# Optimal Transport Tools (OTT) documentation

Code hosted on Github. To install,
clone that repo or simply run `pip install ott-jax`

.

## Intro

OTT is a JAX package that bundles a few utilities to compute and differentiate the solution to optimal transport problems. OTT can help you compute Wasserstein distances between weighted clouds of points (or histograms), using a cost (e.g. a distance) between individual points.

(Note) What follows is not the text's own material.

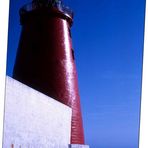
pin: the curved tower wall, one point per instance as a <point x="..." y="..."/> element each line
<point x="45" y="60"/>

To that end OTT uses a sturdy and versatile implementation of the Sinkhorn algorithm 1 2. This implementation takes advantage of several JAX features, such as Just-in-time (JIT) compilation, auto-vectorization (VMAP), and both automatic and/or implicit differentiation. Basic tutorial snippets are provided below, along with a more advanced example to process single-cell genomics data 3.

## Packages

There are currently three packages, `geometry`

, `core`

and `tools`

, playing the following roles:

`geometry`

defines classes that describe*two point clouds*paired with a*cost*function (simpler geometries are also implemented, such as that defined by points supported on a multi-dimensional grids with a separable cost 4). A geometry, along with weight vectors`a`

and`b`

, describes an OT problem.`core`

algorithms can solve such problems, using subroutines provided by geometries;`core`

contains the Sinkhorn algorithm, the main workhorse to solve OT in this package, as well as variants that can be used to compute barycenters of several measures;`tools`

provides an interface to exploit OT solutions, as produced by`core`

functions. Such tasks include instantiating OT matrices, computing approximations to Wasserstein distances 5 6, or computing differentiable sort and quantile operations 7.

# Indices and tables

# References

- 1
Cuturi, Sinkhorn Distances: Lightspeed Computation of Optimal Transport, NIPS’13.

- 2
Peyré, M. Cuturi, Computational Optimal Transport, FNT in ML, 2019.

- 3
Schiebinger et al., Optimal-Transport Analysis of Single-Cell Gene Expression Identifies Developmental Trajectories in Reprogramming, Cell 176, 928–943.

- 4
Solomon et al, Convolutional Wasserstein distances: efficient optimal transportation on geometric domains, ACM ToG, SIGGRAPH’15.

- 5
Genevay et al., Learning Generative Models with Sinkhorn Divergences, AISTATS’18.

- 6
Séjourné et al., Sinkhorn Divergences for Unbalanced Optimal Transport, arXiv:1910.12958.

- 7
Cuturi et al. Differentiable Ranking and Sorting using Optimal Transport, NeurIPS’19.